Sorry–the photos are horrible. But hey, I'm a fashion designer, not a photographer…
The more I look at the photos of my project, the more I’m dismayed at the poor quality. I should have scanned everything, but I was just so ready to drop. I hope they return the boards to me intact. *crosses fingers, legs and eyes* The line quality of the dark pencil faded, the overall paint, especially the charcoal, faded and the white pencils glows thicker than what’s actually there. But you get the idea.
I start by developing mini-groups. I design a concept outfit to embody the feel of each group, even if they never make it to my final edit. I develop color stories, fabric stories, design themes, a customer profile and a girl’s physical look for each group. I tend to start with 3 or 4 of these groups, about 5-6 sketches each group to start.
My concept outfit for this project never made the final edit, but an earlier version of this dress later replaced the original CO, as I drove the look to a more aggressive feel.
The earlier version of the Dissolving Bows Dress (which ironically, turned out a better illustration than the final, also because I scanned this one, as opposed to photographing. grr.):
The final (I actually go back and forth as to which version I like better. Thoughts?):
After I’ve developed the groups, I narrow it down to the 2 strongest groups and continue to sketch for those, devoloping about 20 designs for each group. Sometimes I’ll design a silhouette for one group that later gets incorporated into the other instead, such as this one:
One of my other groups was to use various gem cuts as stylelines. The original stylelines for this corset mimicked a truncated marquis cut.
With the way my brain works, I dump everything onto paper–good ideas and bad. I end up with sometimes hundreds of sketches for a 20-pc project. After I’ve fully developed the 2 groups, rethought my colors and fabrics, I pick one to follow through on. I start with some practice renderings, like the first image of this post. I use this method of simultaneously editing and expanding and evolving and editing some more, trying to tighten up the group. I don’t like designing 10 pieces if 6 or 7 will do.
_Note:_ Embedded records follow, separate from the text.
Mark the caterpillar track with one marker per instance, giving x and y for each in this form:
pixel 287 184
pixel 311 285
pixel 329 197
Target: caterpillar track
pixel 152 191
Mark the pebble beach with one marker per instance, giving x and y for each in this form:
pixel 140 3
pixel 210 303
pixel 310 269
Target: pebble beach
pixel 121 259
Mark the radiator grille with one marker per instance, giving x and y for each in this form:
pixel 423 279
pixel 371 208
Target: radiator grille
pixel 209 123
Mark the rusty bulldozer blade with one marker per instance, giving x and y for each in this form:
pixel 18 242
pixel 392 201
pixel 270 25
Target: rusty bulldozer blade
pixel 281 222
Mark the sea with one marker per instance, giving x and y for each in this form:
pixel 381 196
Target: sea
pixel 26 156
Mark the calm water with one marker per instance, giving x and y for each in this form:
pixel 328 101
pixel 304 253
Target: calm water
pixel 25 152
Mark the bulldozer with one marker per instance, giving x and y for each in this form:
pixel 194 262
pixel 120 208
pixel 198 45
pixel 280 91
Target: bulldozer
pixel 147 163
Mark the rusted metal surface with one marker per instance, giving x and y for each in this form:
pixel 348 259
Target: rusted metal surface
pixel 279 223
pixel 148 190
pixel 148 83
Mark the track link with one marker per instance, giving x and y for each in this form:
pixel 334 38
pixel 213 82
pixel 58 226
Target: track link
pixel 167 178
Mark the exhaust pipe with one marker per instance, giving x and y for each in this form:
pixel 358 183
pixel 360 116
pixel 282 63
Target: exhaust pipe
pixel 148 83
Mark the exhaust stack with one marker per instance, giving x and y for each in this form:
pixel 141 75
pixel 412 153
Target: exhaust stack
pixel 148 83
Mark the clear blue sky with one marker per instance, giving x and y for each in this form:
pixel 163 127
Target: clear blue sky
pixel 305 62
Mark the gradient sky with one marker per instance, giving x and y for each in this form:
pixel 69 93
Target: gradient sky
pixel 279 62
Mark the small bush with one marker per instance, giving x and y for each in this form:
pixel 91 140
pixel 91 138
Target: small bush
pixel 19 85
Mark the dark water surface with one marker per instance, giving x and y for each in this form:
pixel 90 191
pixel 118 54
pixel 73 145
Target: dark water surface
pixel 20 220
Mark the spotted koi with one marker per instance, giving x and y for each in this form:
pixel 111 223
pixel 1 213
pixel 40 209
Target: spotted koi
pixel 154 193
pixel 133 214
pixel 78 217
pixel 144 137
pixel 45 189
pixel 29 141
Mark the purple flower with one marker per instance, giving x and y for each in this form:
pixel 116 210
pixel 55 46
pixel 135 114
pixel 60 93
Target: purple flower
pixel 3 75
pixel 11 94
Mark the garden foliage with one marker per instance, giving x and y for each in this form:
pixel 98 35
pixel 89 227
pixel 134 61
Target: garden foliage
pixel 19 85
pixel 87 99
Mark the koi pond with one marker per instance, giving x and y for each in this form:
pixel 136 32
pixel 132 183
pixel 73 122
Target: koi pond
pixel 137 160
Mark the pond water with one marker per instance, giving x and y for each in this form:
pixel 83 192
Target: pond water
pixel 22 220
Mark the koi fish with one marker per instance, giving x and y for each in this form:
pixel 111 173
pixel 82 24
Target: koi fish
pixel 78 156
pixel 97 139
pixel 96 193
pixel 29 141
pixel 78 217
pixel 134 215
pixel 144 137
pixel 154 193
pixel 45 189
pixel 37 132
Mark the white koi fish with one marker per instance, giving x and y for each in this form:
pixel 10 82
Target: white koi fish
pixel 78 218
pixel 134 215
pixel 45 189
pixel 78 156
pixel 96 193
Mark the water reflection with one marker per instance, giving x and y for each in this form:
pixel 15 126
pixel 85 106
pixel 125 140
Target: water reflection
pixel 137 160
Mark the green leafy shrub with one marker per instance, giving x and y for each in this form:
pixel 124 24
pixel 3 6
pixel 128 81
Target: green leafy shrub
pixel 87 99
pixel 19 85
Some of these outfits are direct reflections on my personal design aesthetic, that shows strongly regardless of direction.
My affinity for incorporating menswear elements, sometimes subtle, sometimes blatant, like this cargo skirt in a men’s suiting, but covered in rhinestones in a chain print:
I also love to look at period pieces and morph them into something thoroughly modern, like the jabot on this little number:
I also love to make things in an unpredictable material, like these chain link suspenders done in twisted ropes of silk crepe (also a nod to the nautical look that I think is becoming more classic than trendy):
While developing the designs, I also develop fabric treatments. If I’m designing something on my own (as in not for a specific client or explicit design direction), I will always try to mix up textures, distress or refinish, *something*, like the charcoal pinstripe I turned into a subtle check with metallic gold and silver threads. So like I’ve said in a previous post, I revisit colors and fabrics continuously, as they are so important to the design, how it looks, how it fits, how it moves.
In that same post, I mentioned how important it was to not fall in love so much with something that it hinders your decision making. Just so you know I follow my own preaching, I designed this 3/4 ball skirt that was just so pretty I could die. I wanted one of my own so bad. It killed me, but I had to drop it–it just didn’t work with the rest of the group–not aggro enough, too many ruffles (on trend, not forward).